What they used to call the American Dream.
Surveys conducted last year by Equis Research, which studies Latino voters, showed a striking gender gap, with Latino men far more inclined than Latina women to support Republicans.
And researchers believe that Mexican-American men under the age of 50 are perhaps the demographic that should most concern Democrats, because they are more likely to drift toward conservative candidates.
And they’re much less resistant to voting Republican instinctively the way that black or Jewish voters are. Despite all the “Punish your enemies” stuff, the gag reflex isn’t there.
And that is what’s really freaking Democrats out. With no walls to the plantation, they can come and go. And they do.
Winning over Latino men is in some ways a decades-old challenge for Democrats — a nagging reminder that the party has never had a forceful grip on this demographic. Still, some strategists on the left are increasingly alarmed that the party is not doing enough to reach men whose top priorities are based on economics, rather than racial justice or equality.
But all that Democrats can do is talk about racism. And the highest-profile Democrat elected official is… Rep. Alexandria Ocasio Cortez, who isn’t helping much.
The New York Times tries to get to grips with its racial and class tone-deafness.

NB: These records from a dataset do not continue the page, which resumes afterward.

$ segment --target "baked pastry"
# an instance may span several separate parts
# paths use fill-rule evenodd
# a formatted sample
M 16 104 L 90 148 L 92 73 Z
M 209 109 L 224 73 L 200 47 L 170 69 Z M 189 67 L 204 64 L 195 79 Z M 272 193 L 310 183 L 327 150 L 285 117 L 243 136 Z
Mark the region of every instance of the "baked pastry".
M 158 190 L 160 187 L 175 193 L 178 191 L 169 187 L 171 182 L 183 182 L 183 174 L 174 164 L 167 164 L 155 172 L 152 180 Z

Sergio Arellano of Phoenix, Ariz., said he had a story he liked to tell about the moment he registered as a Republican. When he was an 18-year-old Army infantryman on home leave, he went to a July 4 event and spotted the voter registration table. He asked the woman sitting there: What’s the difference between Republicans and Democrats?
Democrats, he recalled her saying, are for the poor. Republicans are for the rich.
“Well that made it easy — I didn’t want to be poor, I wanted to be rich, so I chose Republican,” Mr. Arellano said. “Obviously she figured I would identify with the poor. There’s an assumption that you’re starting out in this country, you don’t have any money, you will identify with the poor. But what I wanted was to make my own money.”
And that’s exactly what Democrats don’t want.